I won’t say Awakening did not have some similar issues, but there were some clear bonds formed within the story, not just through the supports. Most clearly being Sumia and Chrom, who, unless their supports with others were higher, would marry in the story automatically. Or Cherche and Virion, even if players don’t choose to couple them they did have a history together that pre-dated the game’s events and were introduced as a pair. Fates does provide some improvement with ‘A+’ rankings, but this is still limited to characters with non-romantic options, meaning those of the same gender for the most part.
As for the “Children” system, or what I refer to as the “Worst Parents Ever” system. After the ‘S’ support is reached, the resulting child will be sent into another dimension where time moves differently allowing them to grow fast enough to be recruited into their parents’ war. Now, it isn’t like they haven’t done the training for it; most of the ones I recruited took the place of their parents in my lineup. From a narrative perspective, however, how does that even make sense? Some of the children just seem to want to get to know their parents that they’ve only seen in moments. In Awakening, the first game to implement this, the reasoning felt sound even when it was dealing with time travel. The children would come from the future, already hardened for war as they have been fighting in the future the same beast they’re looking to stop in the present. The Children of Fates have been guarded and isolated in their dimensions and then brought into their parents’ war.

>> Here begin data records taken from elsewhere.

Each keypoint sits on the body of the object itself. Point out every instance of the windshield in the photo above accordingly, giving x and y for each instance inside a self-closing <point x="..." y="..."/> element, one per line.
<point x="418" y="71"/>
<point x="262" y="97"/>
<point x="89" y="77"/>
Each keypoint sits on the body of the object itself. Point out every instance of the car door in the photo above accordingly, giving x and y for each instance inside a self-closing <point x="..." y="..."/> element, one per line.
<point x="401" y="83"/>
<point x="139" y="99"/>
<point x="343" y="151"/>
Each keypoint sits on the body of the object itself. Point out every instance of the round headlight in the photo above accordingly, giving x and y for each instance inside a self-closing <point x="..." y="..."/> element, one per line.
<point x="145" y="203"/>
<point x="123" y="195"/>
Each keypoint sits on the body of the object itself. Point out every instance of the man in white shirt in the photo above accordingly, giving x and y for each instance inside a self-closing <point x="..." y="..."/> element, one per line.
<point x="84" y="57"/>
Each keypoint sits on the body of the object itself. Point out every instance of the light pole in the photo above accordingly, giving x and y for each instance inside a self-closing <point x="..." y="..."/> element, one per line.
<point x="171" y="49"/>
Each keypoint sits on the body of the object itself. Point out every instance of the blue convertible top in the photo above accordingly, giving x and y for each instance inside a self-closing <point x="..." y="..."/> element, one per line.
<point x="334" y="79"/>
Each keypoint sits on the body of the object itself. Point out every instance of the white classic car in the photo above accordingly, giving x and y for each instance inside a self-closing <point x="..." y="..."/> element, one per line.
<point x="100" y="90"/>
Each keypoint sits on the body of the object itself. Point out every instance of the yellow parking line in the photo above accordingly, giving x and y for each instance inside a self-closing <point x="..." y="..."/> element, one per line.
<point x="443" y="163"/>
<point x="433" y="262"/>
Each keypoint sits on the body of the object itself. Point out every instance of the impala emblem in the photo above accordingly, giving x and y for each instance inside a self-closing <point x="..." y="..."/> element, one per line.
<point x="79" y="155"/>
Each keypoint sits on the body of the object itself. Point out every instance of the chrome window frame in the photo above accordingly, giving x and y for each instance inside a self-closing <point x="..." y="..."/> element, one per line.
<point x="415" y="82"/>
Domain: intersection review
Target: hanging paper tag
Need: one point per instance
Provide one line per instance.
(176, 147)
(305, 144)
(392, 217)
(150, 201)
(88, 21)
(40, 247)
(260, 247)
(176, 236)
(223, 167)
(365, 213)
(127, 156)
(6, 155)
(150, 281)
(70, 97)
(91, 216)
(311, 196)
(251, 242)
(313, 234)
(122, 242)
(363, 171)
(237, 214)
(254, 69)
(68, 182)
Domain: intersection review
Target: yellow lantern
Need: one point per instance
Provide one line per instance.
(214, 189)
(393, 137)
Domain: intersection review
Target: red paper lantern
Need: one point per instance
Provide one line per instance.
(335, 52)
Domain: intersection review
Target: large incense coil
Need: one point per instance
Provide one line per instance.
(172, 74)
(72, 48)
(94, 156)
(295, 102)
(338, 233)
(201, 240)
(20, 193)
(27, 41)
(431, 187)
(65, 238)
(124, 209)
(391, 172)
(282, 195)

The Fire Emblem franchise has been a reliable source of entertainment, even through some mild rage in my efforts to keep all the characters in my roster alive until the very end. Fates potentially is the best series entry so far in terms of sheer gameplay; if I could get by with just that, then maybe I would have enjoyed Fates. In the end, Fire Emblem Fates lacked the depth of story and characters for me to care to finish it. Instead, I’ll watch it collect dust on my shelf as I debate buying the next game, wondering if it all should have died with Awakening.